I Saw the TV Glow drizzles VHS sleepovers and Buffy re-runs over an existential crisis
The filmmaker opts for a "nowstalgia"—where it's fun to look back on the past, but there's no desire to return to that time and place to live forever; no concept that 1996 was the height of existence. Whatever Stranger Things wants to make you feel about an era's fandoms, this is the opposite.
Jane Schoenbrun’s premiere with A24 has been one of our most anticipated feature films, leaving us dangling in wait for several years since the first announcement. The writer-director’s breakthrough flick We’re All Going to the World’s Fair is one of those difficult-to-describe pieces of magic—a horror isolation adventure born of the pandemic, creepypasta, online brain, and dripping in dream tone. If anything about this review pings a distinct receptor in your brain, I advise tracking that film down on streaming ASAP. But not before you race to the theaters to see this new plummet into the abyss.
I Saw the TV Glow teleports us back to 1996, where Bill Clinton is about to win the election and some of the final days of monoculture are upon us. A couple of high school outsiders find themselves drawn to a TV show (equivalent to Buffy) that airs on (equivalent to The CW) late on Saturday nights.
Seventh grader Owen (Ian Foreman as a young kid, Justice Smith for the rest of the film) meets ninth grader Maddy (Brigette Lundy-Paine) they wind up spiraling with fascination over The Pink Opaque—a program from back when nothing was on demand or DVD, and the mere act of staying up late enough to watch involved lying about sleepovers with a different friend. Life is about micro-transgressions in pursuit of perceived forbidden-adjacent art, and the process of standing in The Pink Opaque‘s world requires an almost religious devotion to learning the deep lore of the fictional world, while its same rules and opportunities for joy and companionship are denied to its fans in the real world.
Together, at Void High School—yes, there’s a VHS Jazz Band and we will be buying the inevitable letterman jackets from A24—these two protagonists use their obsession with a fictional world to mold a version of a space where they can be themselves, in joy, safety, and far from the isolation of the great disconnect that the late 90s brings.
Owen’s overprotective mother (Danielle Deadwyler) and distant and verbally abusive father (Fred Durst of Limp Bizkit, yes really) serve as emotional anchors preventing him from developing, while Maddy’s physically abusive father has established patterns that Maddy knows will lead to their death if they stay in that house.
Maddy mysteriously disappears, their favorite TV program is immediately cancelled with a bizarre cliffhanger ending, and Owen is left to figure out how to salvage his life.
Years later, he uses Maddy’s secret stash of VHS recorded episodes of The Pink Opaque to begin rewatching the series from the beginning. What it summons is horrific, mundane, earth-shattering, gross, brilliant, and a goddamned mess for all.

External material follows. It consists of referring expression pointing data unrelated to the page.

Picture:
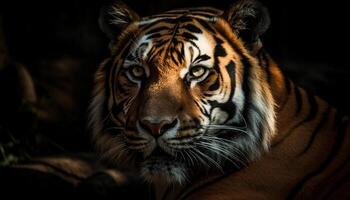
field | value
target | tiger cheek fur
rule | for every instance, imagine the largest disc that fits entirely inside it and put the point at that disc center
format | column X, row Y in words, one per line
column 180, row 96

Schoenbrun’s I Saw the TV Glow tackles the human experience through a very American modernity-tarnished experience of seeing the world through the media we take in. This manages to prop up both extremes as a reaction: for two characters that represent youth that were lost in the 90s amid a lack of terminology to explain identities, they find acceptance through cathode rays and a shared obsession. Who doesn’t forever love and hold in high esteem the first movie or show that made them feel “seen.” But placing your trust in pop culture so often leads to a cliff.
As is the case with real-world equivalent Buffy, the formative show for a generation of weirdos is now tarnished by moments that don’t hold up, cheap effects, and the influence of problematic creators. The modern revisit makes outsiders seem even stranger. Imagining trying to explain how important this all was while showing it to your teenage kid must make you seem a little off your rocker. But what happens to fandom when they go so far in on an idea that, when it ages badly, so does reality itself?
I Saw the TV Glow is a triumph, for its achievement in tackling our media addictions by both throwing them a parade and burying them alive. Schoenbrun’s visuals blend the hypnotic with the blur of the familiar—at one point described in the film as madness not being discernable from just how things are in the suburbs. As much as there is comfort to be found in the memories of these internal highs, Schoenbrun does not buy into the trap of nostalgia. They instead opt for a “nowstalgia” where it’s fun to look back on the past, but there’s no desire to return to that time and place to live forever; no concept that 1996 was the height of existence. Whatever Stranger Things wants to make you feel, this is the opposite.
Visually and narratively, this is a breath of fresh air using the secret language of my own formative years. That it goes the extra mile with the most impressive soundtrack in years—one that puts Phoebe Bridgers on screen and on stage in this world’s version of Buffy’s club Bronze—is just the extra mile making I Saw the TV Glow one of the most mysterious, navel-gazing fucked-up queer horror fantasies to get wide theatrical release. It almost certainly will make end of year “Best Of” lists for anyone who sees this feature for what it is—and what it chooses not to be.